For this study, 35 patients were recruited. Tamsulosin was given to 2/3rd of the patients for up to week prior to their procedure to induce a state of ureteral relaxation. During the procedure, ureteral access sheath deployment force was measured in using the UAS-FS under fluoroscopic control. Force readings were taken from the urethral meatus until the access sheath reached the area of the ureteropelvic junction/renal pelvis. The max limit of applied force was set at 8N based on a previous study. A 14/16F sheath was used in each initial attempt followed by a 12/14F and then a 9.5/11F sheath if 8N of force was reached during deployment. The ureter was evaluated at the end of each case and rated using the post-ureteroscopic lesion scale (PULS).

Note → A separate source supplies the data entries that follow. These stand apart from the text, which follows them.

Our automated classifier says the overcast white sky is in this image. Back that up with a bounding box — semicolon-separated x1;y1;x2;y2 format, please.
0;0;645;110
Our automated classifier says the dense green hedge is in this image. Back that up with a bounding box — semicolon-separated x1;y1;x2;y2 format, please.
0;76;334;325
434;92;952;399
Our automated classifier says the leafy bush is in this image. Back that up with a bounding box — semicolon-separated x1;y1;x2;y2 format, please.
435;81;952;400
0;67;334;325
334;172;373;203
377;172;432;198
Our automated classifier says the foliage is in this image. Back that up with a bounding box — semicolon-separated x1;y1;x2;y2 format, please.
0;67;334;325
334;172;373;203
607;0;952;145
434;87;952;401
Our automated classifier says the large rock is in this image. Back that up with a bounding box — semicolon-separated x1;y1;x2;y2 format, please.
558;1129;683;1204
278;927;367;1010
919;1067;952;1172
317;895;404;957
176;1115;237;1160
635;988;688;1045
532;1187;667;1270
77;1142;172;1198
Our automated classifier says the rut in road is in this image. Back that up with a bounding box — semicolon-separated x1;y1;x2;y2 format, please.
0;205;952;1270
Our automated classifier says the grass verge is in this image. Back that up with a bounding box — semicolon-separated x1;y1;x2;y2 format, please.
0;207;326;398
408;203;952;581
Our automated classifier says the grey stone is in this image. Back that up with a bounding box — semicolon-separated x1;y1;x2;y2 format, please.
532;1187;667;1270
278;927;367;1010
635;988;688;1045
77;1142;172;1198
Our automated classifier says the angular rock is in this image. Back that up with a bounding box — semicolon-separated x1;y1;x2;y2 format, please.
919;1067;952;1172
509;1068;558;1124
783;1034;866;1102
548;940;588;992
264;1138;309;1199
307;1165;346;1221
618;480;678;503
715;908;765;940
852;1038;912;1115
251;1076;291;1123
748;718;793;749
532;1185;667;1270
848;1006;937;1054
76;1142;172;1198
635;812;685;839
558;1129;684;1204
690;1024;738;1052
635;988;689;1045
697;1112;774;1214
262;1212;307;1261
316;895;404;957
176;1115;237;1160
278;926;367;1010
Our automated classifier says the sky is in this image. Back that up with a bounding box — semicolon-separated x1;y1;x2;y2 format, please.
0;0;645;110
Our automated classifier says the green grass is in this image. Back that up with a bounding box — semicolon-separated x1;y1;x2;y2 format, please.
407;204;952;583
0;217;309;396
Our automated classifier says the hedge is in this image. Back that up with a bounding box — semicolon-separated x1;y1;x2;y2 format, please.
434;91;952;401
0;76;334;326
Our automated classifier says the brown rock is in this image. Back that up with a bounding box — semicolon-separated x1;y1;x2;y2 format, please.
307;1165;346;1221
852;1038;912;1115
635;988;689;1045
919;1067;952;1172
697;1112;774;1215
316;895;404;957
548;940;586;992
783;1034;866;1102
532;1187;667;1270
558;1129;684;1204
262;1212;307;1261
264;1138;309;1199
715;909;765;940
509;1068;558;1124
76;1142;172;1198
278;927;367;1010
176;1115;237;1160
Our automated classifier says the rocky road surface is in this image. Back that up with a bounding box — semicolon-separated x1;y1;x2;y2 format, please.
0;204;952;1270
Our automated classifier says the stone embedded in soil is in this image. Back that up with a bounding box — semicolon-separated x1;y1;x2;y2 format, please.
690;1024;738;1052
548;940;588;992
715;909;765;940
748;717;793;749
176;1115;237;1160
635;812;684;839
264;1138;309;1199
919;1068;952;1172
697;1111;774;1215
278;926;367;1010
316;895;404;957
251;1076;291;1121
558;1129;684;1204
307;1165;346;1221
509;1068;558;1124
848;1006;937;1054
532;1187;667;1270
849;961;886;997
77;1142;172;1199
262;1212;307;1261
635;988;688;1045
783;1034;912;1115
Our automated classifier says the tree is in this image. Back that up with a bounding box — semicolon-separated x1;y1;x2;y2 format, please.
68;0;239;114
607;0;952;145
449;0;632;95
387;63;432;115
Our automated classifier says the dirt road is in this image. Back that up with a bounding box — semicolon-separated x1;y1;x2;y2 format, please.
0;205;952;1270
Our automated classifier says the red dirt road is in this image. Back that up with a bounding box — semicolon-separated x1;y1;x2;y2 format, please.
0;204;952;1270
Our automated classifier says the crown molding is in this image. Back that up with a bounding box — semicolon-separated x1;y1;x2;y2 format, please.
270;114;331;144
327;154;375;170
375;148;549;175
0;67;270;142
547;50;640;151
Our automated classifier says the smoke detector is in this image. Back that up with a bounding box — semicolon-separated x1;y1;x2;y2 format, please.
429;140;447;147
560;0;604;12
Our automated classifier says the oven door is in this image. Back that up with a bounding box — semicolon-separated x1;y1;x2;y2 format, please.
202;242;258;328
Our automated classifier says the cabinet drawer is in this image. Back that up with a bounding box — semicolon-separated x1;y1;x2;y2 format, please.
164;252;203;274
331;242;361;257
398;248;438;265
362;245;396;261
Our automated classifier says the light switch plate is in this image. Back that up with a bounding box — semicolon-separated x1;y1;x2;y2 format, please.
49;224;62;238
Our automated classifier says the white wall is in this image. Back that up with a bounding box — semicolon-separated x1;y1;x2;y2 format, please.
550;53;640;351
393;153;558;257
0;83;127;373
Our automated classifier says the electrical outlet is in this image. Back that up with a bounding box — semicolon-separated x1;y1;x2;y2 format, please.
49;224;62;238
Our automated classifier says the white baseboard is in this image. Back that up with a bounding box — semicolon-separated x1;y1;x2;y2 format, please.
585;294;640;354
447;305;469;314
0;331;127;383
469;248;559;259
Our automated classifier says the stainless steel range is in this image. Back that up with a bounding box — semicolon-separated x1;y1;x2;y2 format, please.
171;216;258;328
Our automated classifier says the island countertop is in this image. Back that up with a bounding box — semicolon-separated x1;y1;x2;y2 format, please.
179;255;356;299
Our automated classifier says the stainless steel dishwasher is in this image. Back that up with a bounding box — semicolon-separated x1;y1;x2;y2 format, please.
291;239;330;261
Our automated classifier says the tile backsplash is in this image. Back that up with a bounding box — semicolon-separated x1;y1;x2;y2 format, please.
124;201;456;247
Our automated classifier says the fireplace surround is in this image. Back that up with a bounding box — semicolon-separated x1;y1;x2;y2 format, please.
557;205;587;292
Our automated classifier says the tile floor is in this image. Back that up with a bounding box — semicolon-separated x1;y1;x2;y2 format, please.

Following analysis, they found that in the 35 patients, 63% of deployments could successfully deploy a 16F ureteral access sheath at under 8N of force. The remaining cases had greater than 8N during 16F sheath deployment and required a 14F or 11F ureteral access sheath. For all the force recordings, the area most commonly recorded for maximum peak pressure was at the mid ureter and the mean PULS grade was 0.77. There was no significant difference between peak pressures and injuries in the tamsulosin and non-tamsulosin groups. Interestingly, there was only a solitary PULS 3 injury in a patient in whom three UAS insertions were serially tried 16F, 14F, and 11F with peak forces of 8.1N, 8.9N, and 5.0N. However, at their two months follow up there was no symptomatic nor radiographic evidence of a stricture.
Zachary Valley concluded that the UAS-FS was able to measure UAS insertion force in a reproducible fashion. He also added that by limiting the insertion force to < 5N resulted in a PULS score of ≤ 1 in all patients.